An Algorithmic and Social Introduction to Computer Science (CSC-105 2000S)

Describe an algorithm that you think would be useful for the Web.



This might not be very original, but I think that concept of having fields that a user can access and fill out that then return the information to the site author (like your survey) is a good idea. The algorithm that creates these things would have to tell the computer to save the information the user entered, send it in an intelligible form to the author, and clear the fields for the next person to enter text.


well, since i just filed my federal taxes online, i think a really neat algorithm was how all i had to do was fill in all these little boxes with the right numbers and it tallied everything up for me. that's an algorithm, right? because it's a formula. it actually takes the info you input and "computes" or does something with it. this is useful for all parties involved, assuming the algorithms are accurate, because i have to do less work (in the sense of adding and looking up tax tables myself), there is less of a chance of paper being lost (in the mail, on a desk, etc), and i'm assuming the data is then automatically entered for the government! again, less risk of human error. that's funny though, now that i think about it. how we want to minimize human actions because we assume humans are more prone to error. that's probably not necessarily true though, given the fact, as we've seen over and over again in this class, that computers are made and programmed by humans, which makes them inherently susceptible to error as well!

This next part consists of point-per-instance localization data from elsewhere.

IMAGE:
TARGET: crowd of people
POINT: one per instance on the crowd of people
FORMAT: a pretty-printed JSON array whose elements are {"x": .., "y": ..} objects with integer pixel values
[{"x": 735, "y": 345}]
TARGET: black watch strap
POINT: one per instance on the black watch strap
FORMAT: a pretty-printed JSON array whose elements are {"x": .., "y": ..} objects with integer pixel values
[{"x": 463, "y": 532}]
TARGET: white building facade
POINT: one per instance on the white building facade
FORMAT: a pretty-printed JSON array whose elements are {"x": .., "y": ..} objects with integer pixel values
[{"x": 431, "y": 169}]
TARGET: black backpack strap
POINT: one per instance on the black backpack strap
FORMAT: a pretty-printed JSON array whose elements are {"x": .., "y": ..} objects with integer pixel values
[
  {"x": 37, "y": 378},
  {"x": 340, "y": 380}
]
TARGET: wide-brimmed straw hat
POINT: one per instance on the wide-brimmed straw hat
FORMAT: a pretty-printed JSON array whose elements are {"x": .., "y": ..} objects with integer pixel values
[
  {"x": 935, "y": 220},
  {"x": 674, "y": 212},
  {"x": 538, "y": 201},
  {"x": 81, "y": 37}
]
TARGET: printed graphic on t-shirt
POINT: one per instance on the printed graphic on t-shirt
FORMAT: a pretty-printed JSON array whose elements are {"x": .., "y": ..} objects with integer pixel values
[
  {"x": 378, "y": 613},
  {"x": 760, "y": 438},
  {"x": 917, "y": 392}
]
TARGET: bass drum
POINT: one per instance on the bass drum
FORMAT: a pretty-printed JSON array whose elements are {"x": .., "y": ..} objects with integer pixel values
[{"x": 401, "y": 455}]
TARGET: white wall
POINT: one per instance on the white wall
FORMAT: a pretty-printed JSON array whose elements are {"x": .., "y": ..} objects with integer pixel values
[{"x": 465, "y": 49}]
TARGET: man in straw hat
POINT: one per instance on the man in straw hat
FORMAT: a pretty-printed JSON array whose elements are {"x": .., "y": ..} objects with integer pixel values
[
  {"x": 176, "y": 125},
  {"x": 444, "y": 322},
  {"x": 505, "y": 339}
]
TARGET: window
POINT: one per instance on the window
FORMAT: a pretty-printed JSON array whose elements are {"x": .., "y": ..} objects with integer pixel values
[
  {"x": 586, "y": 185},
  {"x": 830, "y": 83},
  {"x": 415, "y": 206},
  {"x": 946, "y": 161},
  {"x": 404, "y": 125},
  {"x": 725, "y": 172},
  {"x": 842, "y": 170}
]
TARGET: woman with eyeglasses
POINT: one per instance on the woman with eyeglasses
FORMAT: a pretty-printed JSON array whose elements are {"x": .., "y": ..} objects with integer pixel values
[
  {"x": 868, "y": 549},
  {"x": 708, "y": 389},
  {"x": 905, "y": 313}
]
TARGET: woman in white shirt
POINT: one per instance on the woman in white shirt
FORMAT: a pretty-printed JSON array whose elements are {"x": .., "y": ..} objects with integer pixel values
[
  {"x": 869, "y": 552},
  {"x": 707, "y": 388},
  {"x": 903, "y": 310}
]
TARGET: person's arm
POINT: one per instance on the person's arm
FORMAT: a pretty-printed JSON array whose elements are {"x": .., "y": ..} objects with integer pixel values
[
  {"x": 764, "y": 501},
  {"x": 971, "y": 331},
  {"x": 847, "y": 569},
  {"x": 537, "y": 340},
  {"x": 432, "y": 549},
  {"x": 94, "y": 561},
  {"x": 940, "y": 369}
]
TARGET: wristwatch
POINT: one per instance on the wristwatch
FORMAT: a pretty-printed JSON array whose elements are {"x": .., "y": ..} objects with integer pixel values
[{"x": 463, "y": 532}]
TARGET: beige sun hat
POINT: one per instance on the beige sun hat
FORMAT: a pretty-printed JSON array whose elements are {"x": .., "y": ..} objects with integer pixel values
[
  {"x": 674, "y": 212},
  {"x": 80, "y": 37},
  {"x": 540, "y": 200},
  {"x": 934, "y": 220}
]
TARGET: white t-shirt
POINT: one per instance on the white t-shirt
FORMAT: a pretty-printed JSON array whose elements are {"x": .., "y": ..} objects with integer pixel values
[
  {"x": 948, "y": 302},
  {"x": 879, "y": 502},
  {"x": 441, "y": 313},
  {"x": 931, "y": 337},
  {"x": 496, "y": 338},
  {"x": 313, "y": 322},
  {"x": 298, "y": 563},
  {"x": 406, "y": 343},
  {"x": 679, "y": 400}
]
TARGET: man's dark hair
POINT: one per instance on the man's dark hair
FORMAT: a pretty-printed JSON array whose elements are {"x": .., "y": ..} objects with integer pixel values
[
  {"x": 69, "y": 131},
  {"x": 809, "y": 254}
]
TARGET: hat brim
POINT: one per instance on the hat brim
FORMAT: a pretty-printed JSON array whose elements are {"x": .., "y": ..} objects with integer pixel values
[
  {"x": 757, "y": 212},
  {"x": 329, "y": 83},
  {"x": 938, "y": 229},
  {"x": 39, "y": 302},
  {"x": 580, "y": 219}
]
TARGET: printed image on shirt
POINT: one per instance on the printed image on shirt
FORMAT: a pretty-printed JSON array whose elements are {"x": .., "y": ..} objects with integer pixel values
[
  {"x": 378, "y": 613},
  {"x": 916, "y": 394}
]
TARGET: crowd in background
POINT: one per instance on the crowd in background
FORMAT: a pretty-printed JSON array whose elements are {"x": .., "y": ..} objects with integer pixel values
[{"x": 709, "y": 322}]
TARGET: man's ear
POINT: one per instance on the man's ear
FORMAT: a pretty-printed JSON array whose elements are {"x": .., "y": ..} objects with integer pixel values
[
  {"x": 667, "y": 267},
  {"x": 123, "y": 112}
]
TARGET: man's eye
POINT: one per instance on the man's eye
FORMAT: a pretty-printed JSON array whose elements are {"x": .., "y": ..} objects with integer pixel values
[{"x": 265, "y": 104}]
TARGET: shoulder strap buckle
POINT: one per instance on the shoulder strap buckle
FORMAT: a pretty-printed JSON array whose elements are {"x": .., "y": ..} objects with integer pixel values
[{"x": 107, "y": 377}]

I think that there are several useful algorithms I would like to know about for the web. I am very interested in what you can do with words in the multimedia sense. I would like to be able to write an algorithm for having a word move on the page in a pattern direction when it is opened. [something like move word, ("Hello"), in pattern X.] I would also like to be able to write an algorithm for have a piece of text appear and disappear (fade in/fade out) on a timer. [something like fade word, ("Title"), on timer X (30/min.).>] I suppose this is along the same lines as blinking text, but that effect is annoying and advertisement-like. These aspects would allow a user to create pages with greater visual appeal. Hopefully, I'll get to learn more today, and get to experiment with these types of visual word manipulations using Javascript to code these algorithm ideas.


I was recently logged onto one of those travel websites, and it didn't seem to have a logout button or anything, so I just left the site without logging out. When I happened to go back to the site later, it said "Welcome back, Jeana!" Which was kind of disturbing, because basically anyone could go and access my account (with the exception of credit card info page - the only page that's actually secure). So anyway, because of this, I think that a useful algorithm for the Web would be one that would automatically log you out of a site (if it required logging into, of course) if you left it without doing so.


An algorithm that universally recognized data fields and automatically entered the proper information into those data fields after the user properly entered the information into the algorithm. An example is an application for an internship or job. Most of the questions asked on many different applications are similar.

There could be a master list asking the user to input many different types of information. The user could locate an application, or any other document requiring an input of information, and activate the algorithm. The algorithm would then fill in the missing data on the application from the data input by the user. The algorithm might work: If the value equals names, then enter "Jeff" If the value equals email, then enter ""

Occasionally, there would be a field outside of the information the algorithm and the user would then have to insert that information on a case by case basis. After the application is complete, the algorithm could then scan the data for any data that was entered by the user and could use that information in the future. The algorithm might be: Search for all unknown values, if unknown value is found, add value and input to code of algorithm.


I think an algorithm which is useful for the Web would be creating links on web pages to other pages. In the process of writing and designing a web page, I would include certain World Wide Web addresses that could be connected to from my page. Of course, these links would be related to the material on my page. And that would be in essence, creating hypertext. Also, I would use Java Script to write my algorithm.


I don't know what many of the ins and outs of making this work would be, but I think it would be great to be able to make a servicable program that usually is only available in stand-alone version that can be accessed via the Web, like a spiffy text editor like Word Perfect or MS Word. I think it would be neat to make a program like that and if it could be run with a minimum of resources and a happy medium between fluidity and features. It doesn't necessarily have to be just a word processor, but I think it would also be people who use what we now consider to be "archaic" computers like old 386's who want to be able to do more than just play Solitaire. Just a thought, even if it's not an especially spiffy one...


I think one thing that is becoming more and more important on the web is gathering information about clients. Any place that sells a product needs to do this, and so do countless other web sites and businesses that want to customize their product to fit their customer needs. Thus, information gathering algorithms would be very useful. Yes, they do exist now. That is a good thing, and I think they can be improved upon. I'm not sure if I'm supposed to actually put down an algorithm...and I can't really think of a good example. Maybe if each page - or even the web browser itself - could be personalized, the algorithm would contain instructions that the user helps define in order to create a unique page.


I guess two of the most important aspects of the internet have to do with security and sorting. I imagine that passwords are one of the primary means of maintaining site security, as well as personal privacy. A helpful algorithm would probably be one that served to sort and validate passwords that permit entrance to a site. Especially in instances where money is involved or subscription is required, passwords are essential. An efficient and acccurate way of identifiying corresat passwords and user ID is critical for the maintainence of such endeavors.